This year’s Turner Prize exhibition, which is taking place in Hull’s Ferens Art Gallery, is a quieter affair than the showcase at Tate Britain in 2016. There are no headline-grabbing images to match Anthea Hamilton’s giant buttocks or Michael Dean’s sea of coins from last year. Instead, ideas about rootlessness and belonging, states of limbo and states of grace, pervade the array of paintings, prints, sculptures, films and installations by the four shortlisted artists: Hurvin Anderson, Andrea Büttner, Lubaina Himid and Rosalind Nashashibi.
Lubaina Himid’s exhibition functions as a kind of mini-retrospective for the 63-year-old artist, who along with Hurvin Anderson qualifies for the 2017 prize following a decision to scrap the upper age limit of 50 years. A succession of mostly unnamed black figures – individuals lost to history – populates her work. In one piece they are painted onto a traditional dinner service, to commemorate the abolition of the slave trade; in another, a black woman features in a theatrical arrangement of rough cut-outs that restage a scene from Hogarth’s Marriage à-la-mode (1743) for the Thatcher age. Mirroring this large-scale installation (which dates from 1987) is a more recent painting, Le Rodeur: Exchange (2016), depicting five people in an elegant tableau. The work’s source – a horrific episode in the history of the slave trade, in which an infection caused the passengers of a slave ship to suddenly go blind – is obliquely referenced with a view of the ocean and a tiny eye standing in for a button on a coat. Strangely dreamlike, not least because one of the characters has a bird’s head, the painting is charged with a sense of magical suspension. Himid’s noble figures appear on the one hand trapped by history, and yet poised on the brink of flight.
Like Himid, German artist Andrea Büttner reconsiders and elevates forgotten people in her work. In her display, images of beggars from art history are exhibited on a low table, quite literally begging a closer look, while a series of nine woodblock prints, based on Ernst Barlach’s 1919 sculpture of a cloaked mendicant, initially seem childlike in terms of their composition, but prove deeply affecting. Elsewhere, overlooked forms of labour are alluded to via simple statements of colour: a wall covered in yellow Hi-Vis fabric underscores the efforts of emergency service workers; a piece of blue fabric laid across a table turns out to be a fine silk made by nuns. Musings from Simone Weil’s L’Enracinement (The Need for Roots), which was published posthumously in 1949, also feature. They have been loaned from the Peace Library and Antiwar Museum of the Evangelical Church in Berlin as a complete display, pinned to easily transportable frames – the kind you see in schools or libraries. There’s a charming didacticism to Büttner’s showcase overall.
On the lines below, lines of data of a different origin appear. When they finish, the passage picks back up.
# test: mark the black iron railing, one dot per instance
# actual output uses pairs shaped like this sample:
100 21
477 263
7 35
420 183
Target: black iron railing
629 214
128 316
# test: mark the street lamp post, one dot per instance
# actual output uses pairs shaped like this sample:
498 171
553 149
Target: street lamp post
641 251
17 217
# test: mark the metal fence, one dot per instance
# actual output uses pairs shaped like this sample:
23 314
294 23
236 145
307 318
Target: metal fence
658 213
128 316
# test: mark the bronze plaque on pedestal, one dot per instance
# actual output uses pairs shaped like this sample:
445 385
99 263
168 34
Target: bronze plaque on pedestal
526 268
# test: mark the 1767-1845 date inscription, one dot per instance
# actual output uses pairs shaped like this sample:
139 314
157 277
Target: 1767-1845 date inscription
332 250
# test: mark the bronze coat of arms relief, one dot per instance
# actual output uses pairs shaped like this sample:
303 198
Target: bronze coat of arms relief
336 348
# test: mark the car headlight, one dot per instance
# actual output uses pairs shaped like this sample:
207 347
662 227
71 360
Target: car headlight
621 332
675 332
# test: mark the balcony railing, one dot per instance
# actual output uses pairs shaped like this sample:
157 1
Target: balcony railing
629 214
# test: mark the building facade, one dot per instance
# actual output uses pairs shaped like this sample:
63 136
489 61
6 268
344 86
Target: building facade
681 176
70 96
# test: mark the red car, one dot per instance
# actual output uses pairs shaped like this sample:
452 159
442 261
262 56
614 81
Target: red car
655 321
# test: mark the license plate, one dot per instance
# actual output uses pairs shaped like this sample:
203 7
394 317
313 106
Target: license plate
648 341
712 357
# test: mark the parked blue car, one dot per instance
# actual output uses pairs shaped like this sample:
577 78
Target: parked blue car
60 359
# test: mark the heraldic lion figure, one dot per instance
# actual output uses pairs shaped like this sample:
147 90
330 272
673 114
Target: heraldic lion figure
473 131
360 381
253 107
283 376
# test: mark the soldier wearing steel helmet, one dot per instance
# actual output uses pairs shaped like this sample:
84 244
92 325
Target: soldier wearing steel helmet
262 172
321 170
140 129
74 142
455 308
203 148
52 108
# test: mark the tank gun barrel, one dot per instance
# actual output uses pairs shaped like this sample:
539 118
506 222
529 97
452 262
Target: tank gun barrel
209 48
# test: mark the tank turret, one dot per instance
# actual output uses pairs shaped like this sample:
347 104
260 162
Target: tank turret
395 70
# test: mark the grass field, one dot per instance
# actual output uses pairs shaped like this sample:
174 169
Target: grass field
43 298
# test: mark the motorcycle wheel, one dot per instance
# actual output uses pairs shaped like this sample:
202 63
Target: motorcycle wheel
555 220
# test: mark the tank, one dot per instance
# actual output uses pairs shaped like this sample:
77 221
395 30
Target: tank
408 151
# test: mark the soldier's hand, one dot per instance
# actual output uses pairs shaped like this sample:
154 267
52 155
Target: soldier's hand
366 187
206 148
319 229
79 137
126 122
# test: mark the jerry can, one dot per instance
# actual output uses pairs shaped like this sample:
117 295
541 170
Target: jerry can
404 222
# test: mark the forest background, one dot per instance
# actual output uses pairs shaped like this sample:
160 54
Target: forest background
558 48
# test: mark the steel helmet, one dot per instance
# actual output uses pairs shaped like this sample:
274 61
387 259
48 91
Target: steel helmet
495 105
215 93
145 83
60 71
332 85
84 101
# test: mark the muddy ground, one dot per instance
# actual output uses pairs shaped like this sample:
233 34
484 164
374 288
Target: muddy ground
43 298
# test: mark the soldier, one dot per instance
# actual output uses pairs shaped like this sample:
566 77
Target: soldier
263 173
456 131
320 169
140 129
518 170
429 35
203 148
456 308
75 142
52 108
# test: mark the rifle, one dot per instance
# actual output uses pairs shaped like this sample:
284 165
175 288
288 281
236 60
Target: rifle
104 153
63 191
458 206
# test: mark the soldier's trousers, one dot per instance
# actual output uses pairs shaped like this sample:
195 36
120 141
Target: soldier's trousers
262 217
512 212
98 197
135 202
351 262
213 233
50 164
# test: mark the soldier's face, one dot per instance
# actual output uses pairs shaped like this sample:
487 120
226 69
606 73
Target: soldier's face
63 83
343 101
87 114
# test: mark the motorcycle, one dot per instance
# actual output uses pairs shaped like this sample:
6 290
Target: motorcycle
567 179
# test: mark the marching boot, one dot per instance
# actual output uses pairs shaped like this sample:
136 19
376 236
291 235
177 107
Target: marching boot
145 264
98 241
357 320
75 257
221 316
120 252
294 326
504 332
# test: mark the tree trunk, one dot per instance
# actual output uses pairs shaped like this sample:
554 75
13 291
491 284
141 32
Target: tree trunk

Weil’s thoughts on displacement link, indirectly, to Hurvin Anderson’s beguiling paintings. These are the highlight of the prize, some of which deal literally and metaphorically with roots. His lush landscapes, often painted on large-scale grids, fuse different memories and sources, notably the trees of the UK and Jamaica, where the artist’s parents were born. Two large-scale paintings depict a figure almost completely obscured by foliage, which gives the impression of something glimpsed in a dream or recreated from a lost source. In a video on display in another room, Anderson talks about people ‘forgetting’ where they are from, and there’s something liberating about the possibility of misremembering or remixing one’s past and place in the world. Paintings alluding to race – Is it OK to be Black? (2016), for example, from a series of works set in barbershops – are undoubtedly political yet at the same time evoke spaces of introspection.
There’s a hermetic feel to the two films by Rosalind Nashashibi, one shot in the Gaza Strip in 2014 and another more recently in the Guatemalan home of mother and daughter artists, Elisabeth Wild and Vivian Suter. Electrical Gaza (2015) combines claustrophobic footage of narrow alleyways and the Rafah Crossing with moments of animation which seem to breathe air into the scenes. The threat of violence, however, is ever-present and finally communicated via an ominous black circle overlaid onto a street scene. Vivian’s Garden (2017 follows mother and daughter as they go about their apparently cloistered lives. Comparisons to the 1975 documentary Grey Gardens are inevitable, especially in the couple’s oddly infantile relations. But here, too, there are moments of unexpected transcendence and pathos, whether in the protagonists’ tender exchanges, or in the footage of a painting bobbing through the trees as it’s carried through a forest.
So, another year, another Turner Prize. Unshowy, yet no less impressive, 2017’s exhibition feels perfectly judged to suit our tangled current climate.